Hi...can you give a little more info? 

Where are you located?...meaning is the climate fine for them in an oustside flight year round? 

What size cage/flight do they currently have?

How were they bred?...cage or colony?

Age of the birds, and are there equal amounts of males and females? Are they related to each other, or unrelated?

Depending on you location and the type of caging they currently have it is hard to make suggestions.

Can you take pix's and post of the current cage/flight with the birds in them?


----------



## Oakley7681

I live in Southeast Tennessee. The birds are from a lady in GA. None of the birds are related (per the owner) and do fine in the setting she has set up. There are 15 males and 15 females. She picks and chooses which birds to bring out and set up in a breeding cage when she wants to breed. them.
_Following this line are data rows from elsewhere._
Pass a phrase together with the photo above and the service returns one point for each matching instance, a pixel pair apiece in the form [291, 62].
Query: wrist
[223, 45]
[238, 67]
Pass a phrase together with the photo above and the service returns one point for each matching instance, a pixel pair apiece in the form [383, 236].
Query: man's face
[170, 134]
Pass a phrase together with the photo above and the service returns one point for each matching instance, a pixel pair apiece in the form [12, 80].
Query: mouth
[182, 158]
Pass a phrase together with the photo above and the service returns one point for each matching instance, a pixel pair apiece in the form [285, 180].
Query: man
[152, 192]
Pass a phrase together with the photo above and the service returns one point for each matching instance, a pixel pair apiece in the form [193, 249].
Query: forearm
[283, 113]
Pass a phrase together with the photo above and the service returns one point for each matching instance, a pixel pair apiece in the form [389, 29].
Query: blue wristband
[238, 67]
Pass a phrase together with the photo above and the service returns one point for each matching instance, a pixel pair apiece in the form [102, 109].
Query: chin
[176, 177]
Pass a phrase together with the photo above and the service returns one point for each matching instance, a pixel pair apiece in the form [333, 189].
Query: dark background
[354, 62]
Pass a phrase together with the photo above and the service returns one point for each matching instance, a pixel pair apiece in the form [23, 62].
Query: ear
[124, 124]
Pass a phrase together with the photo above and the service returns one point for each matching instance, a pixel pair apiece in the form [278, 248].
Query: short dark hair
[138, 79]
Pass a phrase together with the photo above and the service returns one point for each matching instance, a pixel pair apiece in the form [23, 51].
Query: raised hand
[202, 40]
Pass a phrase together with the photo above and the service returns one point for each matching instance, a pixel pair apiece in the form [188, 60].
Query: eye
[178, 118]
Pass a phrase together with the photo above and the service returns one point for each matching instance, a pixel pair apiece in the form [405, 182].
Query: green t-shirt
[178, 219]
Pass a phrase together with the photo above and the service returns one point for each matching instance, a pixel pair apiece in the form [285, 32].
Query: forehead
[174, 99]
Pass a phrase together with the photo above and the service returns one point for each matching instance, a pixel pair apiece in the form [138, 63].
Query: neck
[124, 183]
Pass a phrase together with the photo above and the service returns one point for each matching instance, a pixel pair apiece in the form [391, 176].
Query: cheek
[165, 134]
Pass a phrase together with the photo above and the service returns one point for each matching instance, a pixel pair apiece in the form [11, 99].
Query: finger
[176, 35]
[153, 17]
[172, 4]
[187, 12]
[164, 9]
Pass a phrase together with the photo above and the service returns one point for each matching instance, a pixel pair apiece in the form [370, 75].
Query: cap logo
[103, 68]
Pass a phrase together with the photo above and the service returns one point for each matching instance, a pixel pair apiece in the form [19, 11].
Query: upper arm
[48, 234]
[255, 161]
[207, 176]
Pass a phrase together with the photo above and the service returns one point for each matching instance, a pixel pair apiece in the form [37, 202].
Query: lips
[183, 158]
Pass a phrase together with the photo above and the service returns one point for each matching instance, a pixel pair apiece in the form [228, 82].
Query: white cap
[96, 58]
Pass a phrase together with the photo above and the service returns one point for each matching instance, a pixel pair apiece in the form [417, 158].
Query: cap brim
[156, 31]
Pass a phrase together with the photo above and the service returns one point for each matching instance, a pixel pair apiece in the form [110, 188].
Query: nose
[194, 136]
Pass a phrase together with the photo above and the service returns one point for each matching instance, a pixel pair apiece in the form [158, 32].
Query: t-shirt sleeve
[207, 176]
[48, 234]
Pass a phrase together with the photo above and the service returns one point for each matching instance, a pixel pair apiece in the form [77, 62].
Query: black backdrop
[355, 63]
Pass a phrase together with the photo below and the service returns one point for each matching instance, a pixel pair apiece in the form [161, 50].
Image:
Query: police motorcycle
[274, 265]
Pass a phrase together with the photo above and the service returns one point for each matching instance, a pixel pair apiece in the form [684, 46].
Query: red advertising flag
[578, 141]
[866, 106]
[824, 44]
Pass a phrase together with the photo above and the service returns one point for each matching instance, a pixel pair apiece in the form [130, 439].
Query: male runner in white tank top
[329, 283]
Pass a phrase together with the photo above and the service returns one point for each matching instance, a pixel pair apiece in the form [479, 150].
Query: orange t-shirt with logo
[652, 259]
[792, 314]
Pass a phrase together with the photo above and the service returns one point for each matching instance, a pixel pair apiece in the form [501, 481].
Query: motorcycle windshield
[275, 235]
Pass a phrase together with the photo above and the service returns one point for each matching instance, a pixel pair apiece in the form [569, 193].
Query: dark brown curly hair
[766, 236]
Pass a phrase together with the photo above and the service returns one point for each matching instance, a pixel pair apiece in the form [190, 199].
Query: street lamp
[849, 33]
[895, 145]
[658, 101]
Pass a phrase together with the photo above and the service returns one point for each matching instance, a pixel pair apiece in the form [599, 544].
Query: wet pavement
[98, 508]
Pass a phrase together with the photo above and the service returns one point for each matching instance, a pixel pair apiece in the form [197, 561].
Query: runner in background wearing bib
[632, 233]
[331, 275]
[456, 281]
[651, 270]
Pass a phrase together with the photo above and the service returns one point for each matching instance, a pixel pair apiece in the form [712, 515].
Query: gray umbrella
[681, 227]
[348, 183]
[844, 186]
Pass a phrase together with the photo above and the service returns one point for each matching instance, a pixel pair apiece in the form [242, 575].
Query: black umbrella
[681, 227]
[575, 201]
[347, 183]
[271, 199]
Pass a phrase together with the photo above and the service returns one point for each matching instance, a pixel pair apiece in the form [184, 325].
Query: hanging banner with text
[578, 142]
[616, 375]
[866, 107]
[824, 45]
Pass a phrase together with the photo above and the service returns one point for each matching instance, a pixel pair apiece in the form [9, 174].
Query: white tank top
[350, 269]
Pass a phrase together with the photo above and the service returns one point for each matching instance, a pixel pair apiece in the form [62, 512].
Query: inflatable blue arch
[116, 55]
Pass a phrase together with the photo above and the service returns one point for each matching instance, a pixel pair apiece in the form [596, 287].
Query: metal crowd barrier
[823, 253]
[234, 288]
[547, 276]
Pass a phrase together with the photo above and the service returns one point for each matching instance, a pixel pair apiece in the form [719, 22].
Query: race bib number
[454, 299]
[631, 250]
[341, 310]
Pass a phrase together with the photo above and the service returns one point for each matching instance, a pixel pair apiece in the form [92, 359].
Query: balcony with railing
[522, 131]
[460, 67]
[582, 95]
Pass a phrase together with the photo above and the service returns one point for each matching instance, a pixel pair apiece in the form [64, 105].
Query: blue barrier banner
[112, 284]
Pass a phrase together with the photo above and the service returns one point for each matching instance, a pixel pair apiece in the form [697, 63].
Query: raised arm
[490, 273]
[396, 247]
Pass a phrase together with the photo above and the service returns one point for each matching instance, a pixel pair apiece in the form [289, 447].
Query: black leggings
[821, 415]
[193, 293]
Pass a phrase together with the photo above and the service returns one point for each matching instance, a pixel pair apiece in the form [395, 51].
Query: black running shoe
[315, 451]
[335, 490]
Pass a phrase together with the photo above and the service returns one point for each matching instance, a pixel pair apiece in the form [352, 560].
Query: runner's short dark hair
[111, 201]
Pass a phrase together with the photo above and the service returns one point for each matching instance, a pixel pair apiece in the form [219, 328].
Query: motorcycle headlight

The ages are from 2 to 6. . she states it's 3' x 4' x 6'. I'll want a better cage than this but need to be economical as well. I currently have 4 pet cockatiels of my own and love them. I've hand fed several birds and look forward to having this asa hobby. i tried uploading a picture but can't get it small enough for the forum rules?


----------



## srtiels

I have approx 31 in a walk-in 9' long x 3' wide x 6' high. This flight contains a few resting pairs, and 18 weaned young I've held back. I have another flight that is 4' x 4' 9' thats suspended above the ground by 3 ft. and have approx the same amount of birds, and the pairs in the flight are bonded, and I colony breed that flight.

As to the pix, you can resize the pix smaller for posting.

You can keep the 3' x 4' x6' as a holding cage for youg that you are saving back. Or for some resting pairs. You can never have enough cages.

I don't know how handy you are. You can make a flight using a panel system...meaning 3' x6' panels and make a bunch of then so that later if you want to expand the size of the flight you add more panels...if you want to reduce the size, take away panels. The door can also be made of PVC pipes. The last pix shows a panel above the door so that you have to duck to walk-in. The reason for this is because the birds will try to fly high over your head and this is a simple preventative.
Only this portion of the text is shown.